Re: re-whales from rodents

mortongr@flash.net
Fri, 13 Aug 1999 21:46:31 +0000

At 05:40 PM 08/13/1999 -0600, John W. Burgeson wrote:
>That's about the way I read it also. Johnson may be properly chastised,
>it appears, for using as an example of what he sees as silly thinking by
>evolutionists an example 20 years out of date, but that seems to me to be
>a trivial chide. As I understand it, at one time the "rodent to whale"
>line WAs espoused as, at least, a valid hypothesis; the apparent fact
>that it is not now regarded as a valid hypothesis does not change the
>thrust of Johnson's argument; using a more recent example would have been
>better, but then, of course, 20 years from now he'd be out of date again!

Burgy, I obviously haven't read everything on this topic, but I have NEVER
read that rodents were once considered as whale progenitors--NEVER. Can
you provide a reference for this? Stahl, the 20 year out of date book that
Johnson quotes, certainly doesn't say that.

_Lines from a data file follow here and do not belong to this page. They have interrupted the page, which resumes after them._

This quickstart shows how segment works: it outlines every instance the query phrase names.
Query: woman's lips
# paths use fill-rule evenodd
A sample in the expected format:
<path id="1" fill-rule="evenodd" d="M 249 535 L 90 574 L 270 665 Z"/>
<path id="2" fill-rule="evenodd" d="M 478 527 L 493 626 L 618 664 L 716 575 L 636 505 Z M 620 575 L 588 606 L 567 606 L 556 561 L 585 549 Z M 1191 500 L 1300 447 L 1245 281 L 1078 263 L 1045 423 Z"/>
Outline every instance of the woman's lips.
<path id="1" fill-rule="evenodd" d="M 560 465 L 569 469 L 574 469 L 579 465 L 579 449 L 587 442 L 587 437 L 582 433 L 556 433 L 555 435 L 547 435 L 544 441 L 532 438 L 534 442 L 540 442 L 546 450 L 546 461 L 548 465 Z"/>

Romer, in 1968, says that creodont carnivores gave rise to the whales (A.
S. Romer, Man and the Vertebrates, (Baltimore: Penguin Books, 1968), p.
176,177.)

My book is in storage but I recall this was in the 1948 version of that
book also.

Colbert says that the whales are isolated from other groups (Edwin H. Colbert,
Evolution of the Vertebrates, (New York: John Wiley and Sons, 1969), p. 336)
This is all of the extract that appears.